If you’re new to REITs – do read on below to learn more.
Malaysia REIT: What is REIT
REIT is short form of Real Estate Investment Trust. Basically, it’s an investment vehicle whereby you can buy shares of the trust on Bursa Malaysia like any other stocks of listed companies. This allows you to own part of the real estate and become like a property investor!
REITs can have many different types of properties, from hotels, to retail shopping malls, to industrial warehouses and logistics. When you go to big shopping malls like Sunway Pyramid, Midvalley Megamall, you are actually stepping foot into some of the better REIT properties in Malaysia that has been paying decent dividend yields.
REITs are not only limited to shopping malls, it’s just that in Malaysia REITs mainly comprise of retail REITs. In more mature economies, you can invest into data center REITs and even prison REITs (yes, you heard that right). There are many different types of REITs, and each REIT can focus on a particular segment i.e. retail, or it can be diversified, for e.g. Sunway REIT.
Things you should know before investing into Malaysia REIT
Malaysian REIT’s is one of the best income-producing asset one can own. All the REITs distribute 90% or more of their rental income as dividends to investors and best of all, this income is tax-free.
You should also learn about certain terms such as below:
Net Property Income (NPI) – how much the REIT brings in in terms (revenue minus off expenses)
Distribution Per Unit (DPU) – your income per unit share. Look for REIT with DPU that is going up.
Distribution Yield (DY) – similar like dividend yield for stocks, you take DPU divided by the REIT price. For example, IGB REIT has DPU of 0.0916. If current price is RM1.68, it’ll give distribution yield of 5.45%. Look for DY that is better than FD rate.
NAV (Net Asset Value) – basically what the REIT owns in terms of rental-generating assets. See whether NAV has been trending up over the last 5 to 10 years. A stagnant NAV means the REIT is not adding more assets to grow its income.
Gearing Ratio – the amount of debt divided by the REITs properties. A higher ratio means the REIT is overleveraged i.e. has high debts, a lower ratio means the leverage is well-managed. Lower is better because it means the REIT manager has room still to grow NPI with more properties purchases.
Rental reversion – basically means whether rental is higher or lower compared to previous quarters. Positive rental reversion means a higher rental is captured and vice versa for negative rental reversion.

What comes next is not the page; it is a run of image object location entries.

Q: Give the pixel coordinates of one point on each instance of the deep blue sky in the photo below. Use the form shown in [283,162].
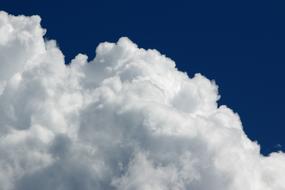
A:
[239,44]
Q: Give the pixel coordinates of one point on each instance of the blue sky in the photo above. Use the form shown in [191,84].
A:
[240,45]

Weighted Average Lease Expiry (WALE) – the duration of tenancy in the REIT’s properties in years. A WALE of 4.2 means on average, the tenants in the REITs have 4.2 years before the lease expires. WALE needs to be evaluated based on the current economic condition.
Malaysia REIT List
Fifth Person has a page tracking Malaysian REITs here https://mreit.fifthperson.com/ – it’s worth checking out.

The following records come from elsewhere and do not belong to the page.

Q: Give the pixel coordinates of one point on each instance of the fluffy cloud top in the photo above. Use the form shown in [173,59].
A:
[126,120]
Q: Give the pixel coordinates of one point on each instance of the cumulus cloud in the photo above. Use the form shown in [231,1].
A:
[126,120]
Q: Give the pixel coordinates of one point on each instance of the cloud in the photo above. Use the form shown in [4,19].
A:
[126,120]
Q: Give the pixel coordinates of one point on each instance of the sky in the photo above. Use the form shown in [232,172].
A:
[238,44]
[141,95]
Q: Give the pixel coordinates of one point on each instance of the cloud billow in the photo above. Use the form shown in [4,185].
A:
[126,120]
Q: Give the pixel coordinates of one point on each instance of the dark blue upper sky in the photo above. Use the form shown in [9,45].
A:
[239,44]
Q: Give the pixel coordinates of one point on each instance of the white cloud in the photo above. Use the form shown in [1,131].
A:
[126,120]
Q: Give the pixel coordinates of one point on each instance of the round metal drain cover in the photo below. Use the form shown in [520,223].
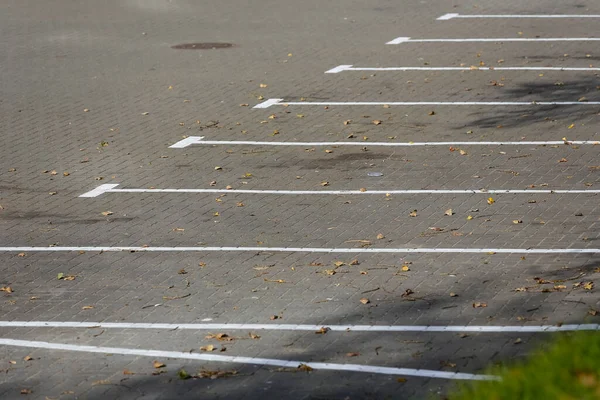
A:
[202,46]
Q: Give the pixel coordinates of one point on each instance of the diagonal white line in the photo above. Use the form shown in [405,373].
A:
[247,360]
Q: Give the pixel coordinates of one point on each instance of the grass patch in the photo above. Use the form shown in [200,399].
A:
[568,369]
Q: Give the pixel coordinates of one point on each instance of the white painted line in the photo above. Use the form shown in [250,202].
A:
[200,140]
[357,250]
[246,360]
[278,102]
[447,17]
[403,39]
[309,328]
[342,68]
[110,188]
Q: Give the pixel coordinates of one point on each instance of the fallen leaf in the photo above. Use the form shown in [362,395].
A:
[208,348]
[182,374]
[304,367]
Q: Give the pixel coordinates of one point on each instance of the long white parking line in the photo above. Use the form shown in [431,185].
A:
[273,102]
[449,16]
[351,250]
[342,68]
[191,140]
[309,328]
[246,360]
[405,39]
[111,188]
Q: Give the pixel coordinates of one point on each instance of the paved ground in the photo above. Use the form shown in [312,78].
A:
[92,93]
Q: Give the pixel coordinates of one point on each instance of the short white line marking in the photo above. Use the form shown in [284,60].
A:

How to start buying Malaysia REITs
First you have to create a CDS account or nominee account (stock brokerage account). Read how to open CDS account in Malaysia here.

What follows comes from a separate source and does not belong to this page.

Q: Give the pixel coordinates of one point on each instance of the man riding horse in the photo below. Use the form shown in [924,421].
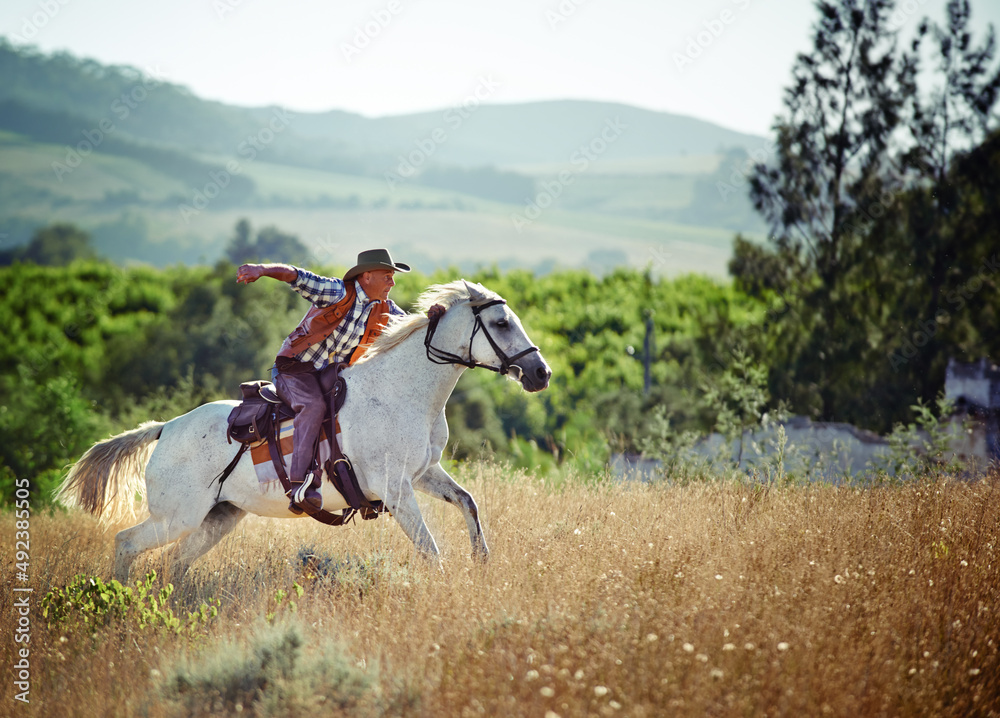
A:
[346,317]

Buying REITs is like buying stocks. You determine which REIT is most attractive based on past performance, the yield, the future projection, the management strength etc. Then you buy if the REIT seems undervalued.
One way to determine if a REIT is undervalued is by looking at its distribution yield. If DPU stays the same but price has gone down, yield will go up. Buying a REIT at a higher yield compared to its historical yield means you are buying REIT at a historically lower price. But this doesn’t mean you should only buy REITs that have high DY as it could turn out to be a value trap. Due research and diligence is still needed.